DR is an eye condition that affects blood vessels in the retina, which is the structure that lines the back of the eye. It is the most common cause of vision loss among people with diabetes and the leading cause of vision impairment and blindness among working-age adults.
Speaking at a JIS Think Tank yesterday, Consultant Ophthalmologist and Senior Lecturer at the University of the West Indies (UWI), Dr Lizette Mowatt, explained that failure to control blood pressure and blood sugar causes a higher risk of progression of the disease. “If diabetics can control their blood sugar and their blood pressure, there's a good chance that their eyes or their vision will not worsen. You are more likely to get eye disease if your blood sugar is out of control,” she pointed out.
Mowatt, who is President of the Ophthalmological Society of Jamaica (OSJ), also shared some of the findings from research done to determine the burden of DR and to reduce the stress on hospitals.
The study looked at the incidence of DR; the knowledge, beliefs and practices of diabetic patients; and the severity of visual problems among diabetics.
One recommendation from the local study is for an annual dilated eye examination for all diabetic patients.
Mowatt said that this should be standard practice, although that has not been the case in Jamaica.

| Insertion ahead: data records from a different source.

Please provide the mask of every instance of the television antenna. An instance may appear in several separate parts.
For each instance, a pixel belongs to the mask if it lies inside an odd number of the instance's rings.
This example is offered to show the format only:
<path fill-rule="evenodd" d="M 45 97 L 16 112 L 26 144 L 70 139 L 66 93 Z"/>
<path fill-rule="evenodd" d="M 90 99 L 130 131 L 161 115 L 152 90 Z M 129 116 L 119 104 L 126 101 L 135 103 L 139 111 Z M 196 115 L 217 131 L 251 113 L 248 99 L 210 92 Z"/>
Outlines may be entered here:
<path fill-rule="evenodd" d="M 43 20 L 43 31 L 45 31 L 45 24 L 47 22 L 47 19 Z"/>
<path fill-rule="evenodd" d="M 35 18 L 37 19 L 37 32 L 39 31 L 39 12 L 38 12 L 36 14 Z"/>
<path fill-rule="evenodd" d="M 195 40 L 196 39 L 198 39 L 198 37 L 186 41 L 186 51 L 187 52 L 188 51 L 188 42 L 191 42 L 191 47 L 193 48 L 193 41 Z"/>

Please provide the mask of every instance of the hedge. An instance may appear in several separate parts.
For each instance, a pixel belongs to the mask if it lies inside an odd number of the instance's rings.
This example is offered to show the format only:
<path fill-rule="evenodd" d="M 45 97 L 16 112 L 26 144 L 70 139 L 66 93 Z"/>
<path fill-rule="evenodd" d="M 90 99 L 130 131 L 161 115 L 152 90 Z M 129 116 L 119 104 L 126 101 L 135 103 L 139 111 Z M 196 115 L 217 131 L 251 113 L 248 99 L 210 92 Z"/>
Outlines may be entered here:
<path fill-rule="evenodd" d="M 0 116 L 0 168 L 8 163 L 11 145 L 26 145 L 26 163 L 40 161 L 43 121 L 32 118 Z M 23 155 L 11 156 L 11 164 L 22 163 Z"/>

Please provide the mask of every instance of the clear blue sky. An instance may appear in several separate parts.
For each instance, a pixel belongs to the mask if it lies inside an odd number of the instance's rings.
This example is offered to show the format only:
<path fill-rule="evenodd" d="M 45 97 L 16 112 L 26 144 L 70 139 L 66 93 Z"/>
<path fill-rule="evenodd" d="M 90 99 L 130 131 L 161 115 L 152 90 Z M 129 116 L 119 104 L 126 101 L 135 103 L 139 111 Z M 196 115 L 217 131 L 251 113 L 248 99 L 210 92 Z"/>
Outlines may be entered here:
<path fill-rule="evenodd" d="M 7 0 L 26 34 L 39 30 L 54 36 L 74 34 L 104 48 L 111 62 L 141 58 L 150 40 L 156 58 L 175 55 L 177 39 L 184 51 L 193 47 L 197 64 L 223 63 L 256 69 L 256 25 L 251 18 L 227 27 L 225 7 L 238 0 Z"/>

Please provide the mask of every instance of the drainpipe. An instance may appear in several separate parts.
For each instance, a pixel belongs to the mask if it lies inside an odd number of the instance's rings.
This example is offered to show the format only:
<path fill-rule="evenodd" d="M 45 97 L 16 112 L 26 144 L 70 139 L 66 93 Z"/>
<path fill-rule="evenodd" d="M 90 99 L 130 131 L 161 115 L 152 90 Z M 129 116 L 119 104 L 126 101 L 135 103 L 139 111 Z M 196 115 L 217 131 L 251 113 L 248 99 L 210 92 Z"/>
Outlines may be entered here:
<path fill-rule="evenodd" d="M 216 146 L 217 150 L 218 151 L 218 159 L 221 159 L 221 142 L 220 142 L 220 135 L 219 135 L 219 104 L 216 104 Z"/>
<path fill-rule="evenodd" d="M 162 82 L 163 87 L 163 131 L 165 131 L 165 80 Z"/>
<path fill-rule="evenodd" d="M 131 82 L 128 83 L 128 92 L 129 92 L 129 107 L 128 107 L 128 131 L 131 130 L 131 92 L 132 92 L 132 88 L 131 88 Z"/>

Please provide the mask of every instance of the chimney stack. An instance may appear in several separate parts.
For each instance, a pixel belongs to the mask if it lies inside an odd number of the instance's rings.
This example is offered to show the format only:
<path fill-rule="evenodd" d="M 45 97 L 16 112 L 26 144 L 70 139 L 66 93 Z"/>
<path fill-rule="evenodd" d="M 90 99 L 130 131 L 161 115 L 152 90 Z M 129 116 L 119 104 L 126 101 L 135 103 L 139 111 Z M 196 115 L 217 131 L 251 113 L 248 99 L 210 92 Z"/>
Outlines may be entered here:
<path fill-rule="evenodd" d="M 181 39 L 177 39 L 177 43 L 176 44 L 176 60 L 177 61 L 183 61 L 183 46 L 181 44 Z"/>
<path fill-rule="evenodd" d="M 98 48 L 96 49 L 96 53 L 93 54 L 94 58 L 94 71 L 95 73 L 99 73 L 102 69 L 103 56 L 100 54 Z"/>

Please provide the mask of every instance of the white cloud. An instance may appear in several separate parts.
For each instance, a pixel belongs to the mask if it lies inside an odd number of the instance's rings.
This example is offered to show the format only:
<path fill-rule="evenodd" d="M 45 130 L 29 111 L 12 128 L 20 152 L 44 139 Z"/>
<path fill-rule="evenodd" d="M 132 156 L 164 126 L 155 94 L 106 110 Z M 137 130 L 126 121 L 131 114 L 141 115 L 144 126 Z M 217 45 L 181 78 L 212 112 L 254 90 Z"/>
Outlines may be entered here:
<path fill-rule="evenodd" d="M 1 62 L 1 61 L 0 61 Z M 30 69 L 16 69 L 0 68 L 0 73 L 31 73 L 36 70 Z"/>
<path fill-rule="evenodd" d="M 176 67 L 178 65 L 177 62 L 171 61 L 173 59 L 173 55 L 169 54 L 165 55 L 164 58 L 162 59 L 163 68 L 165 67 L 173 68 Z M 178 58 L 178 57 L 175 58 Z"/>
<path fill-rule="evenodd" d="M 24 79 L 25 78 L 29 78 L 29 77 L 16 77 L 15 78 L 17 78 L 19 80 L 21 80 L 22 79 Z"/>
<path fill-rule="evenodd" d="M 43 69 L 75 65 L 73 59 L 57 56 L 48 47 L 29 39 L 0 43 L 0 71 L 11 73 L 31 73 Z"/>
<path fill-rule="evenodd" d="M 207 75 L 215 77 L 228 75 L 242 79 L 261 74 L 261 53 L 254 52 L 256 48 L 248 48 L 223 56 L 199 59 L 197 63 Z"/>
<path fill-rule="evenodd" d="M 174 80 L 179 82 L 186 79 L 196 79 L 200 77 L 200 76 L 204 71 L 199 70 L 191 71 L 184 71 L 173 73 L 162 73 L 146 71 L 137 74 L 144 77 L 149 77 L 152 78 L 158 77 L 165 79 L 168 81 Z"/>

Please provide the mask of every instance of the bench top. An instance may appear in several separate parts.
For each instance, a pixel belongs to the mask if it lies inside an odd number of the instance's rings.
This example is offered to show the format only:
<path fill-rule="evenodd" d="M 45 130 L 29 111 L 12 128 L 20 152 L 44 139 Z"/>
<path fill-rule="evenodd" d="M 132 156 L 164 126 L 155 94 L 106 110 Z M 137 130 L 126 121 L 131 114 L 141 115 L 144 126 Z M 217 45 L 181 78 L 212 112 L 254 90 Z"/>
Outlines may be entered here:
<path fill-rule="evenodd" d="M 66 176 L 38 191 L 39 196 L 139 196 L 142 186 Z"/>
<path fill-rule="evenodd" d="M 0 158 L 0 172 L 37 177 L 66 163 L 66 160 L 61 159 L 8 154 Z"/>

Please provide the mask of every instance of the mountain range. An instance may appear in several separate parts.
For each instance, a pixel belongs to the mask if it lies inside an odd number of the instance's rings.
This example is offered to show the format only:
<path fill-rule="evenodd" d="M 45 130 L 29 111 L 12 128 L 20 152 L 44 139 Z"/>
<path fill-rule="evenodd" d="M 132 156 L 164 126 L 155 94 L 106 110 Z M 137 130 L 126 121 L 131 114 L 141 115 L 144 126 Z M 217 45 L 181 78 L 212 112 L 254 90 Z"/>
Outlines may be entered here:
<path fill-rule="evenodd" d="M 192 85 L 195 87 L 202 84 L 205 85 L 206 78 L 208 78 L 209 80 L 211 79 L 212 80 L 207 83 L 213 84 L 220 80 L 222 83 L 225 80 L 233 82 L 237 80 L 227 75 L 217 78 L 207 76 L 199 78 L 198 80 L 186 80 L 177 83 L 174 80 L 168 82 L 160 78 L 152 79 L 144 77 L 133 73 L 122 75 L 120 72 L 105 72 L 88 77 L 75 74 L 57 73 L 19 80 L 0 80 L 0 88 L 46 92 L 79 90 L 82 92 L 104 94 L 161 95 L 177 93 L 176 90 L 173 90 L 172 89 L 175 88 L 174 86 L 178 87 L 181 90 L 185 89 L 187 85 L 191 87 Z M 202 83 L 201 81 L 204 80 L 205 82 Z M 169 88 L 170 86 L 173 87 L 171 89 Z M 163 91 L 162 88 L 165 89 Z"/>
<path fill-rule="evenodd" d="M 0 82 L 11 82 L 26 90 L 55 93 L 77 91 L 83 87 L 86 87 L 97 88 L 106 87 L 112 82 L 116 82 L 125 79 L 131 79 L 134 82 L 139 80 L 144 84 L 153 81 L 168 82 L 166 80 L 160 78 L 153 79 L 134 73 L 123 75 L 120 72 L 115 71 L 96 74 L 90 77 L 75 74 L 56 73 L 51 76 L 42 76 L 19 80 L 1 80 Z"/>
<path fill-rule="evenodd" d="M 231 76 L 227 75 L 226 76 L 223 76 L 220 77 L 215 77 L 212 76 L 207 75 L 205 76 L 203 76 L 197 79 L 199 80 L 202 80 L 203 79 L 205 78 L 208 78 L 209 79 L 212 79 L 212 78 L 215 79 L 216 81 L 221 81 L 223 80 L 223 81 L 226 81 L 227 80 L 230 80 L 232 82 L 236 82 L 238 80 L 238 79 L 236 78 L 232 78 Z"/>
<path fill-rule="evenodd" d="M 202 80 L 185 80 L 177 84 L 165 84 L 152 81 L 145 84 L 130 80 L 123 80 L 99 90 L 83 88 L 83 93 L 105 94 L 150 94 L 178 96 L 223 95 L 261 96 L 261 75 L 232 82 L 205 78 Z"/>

She noted that there is a significant presence of DR cases in the country. One key finding from the study, she said, was that male patients were more likely to have poor blood sugar and blood pressure control, resulting in more severe visual loss.
Mowatt stressed that it is important for diabetics to be screened for DR as soon as they are diagnosed, so that medical care providers can pick up any disease process and start treatment early.
She cited a major study in the United Kingdom that looked at over 500 Type Two diabetic patients and found that 39 per cent of them had eye disease at the time of diagnosis.
"This means that when many people are diagnosed with diabetes they already had eye disease," she noted.
"DR is one of the leading causes of blindness in the young population, and it is not a disease of the elderly. It is a disease of the working-class people in their thirties, forties and fifties, and it is preventable," she reiterated.
Mowatt said that diabetics also need to be more vigilant about comorbidity, which is the presence of other chronic diseases.
"We looked at blood sugar control (of diabetics) and it was significant that almost 87 per cent of the patients had uncontrolled hypertension where the blood pressure was greater than 130/80, which is the ideal blood pressure for a diabetic," she pointed out.
The research findings were presented at the seventh staging National Health Research Conference in 2016.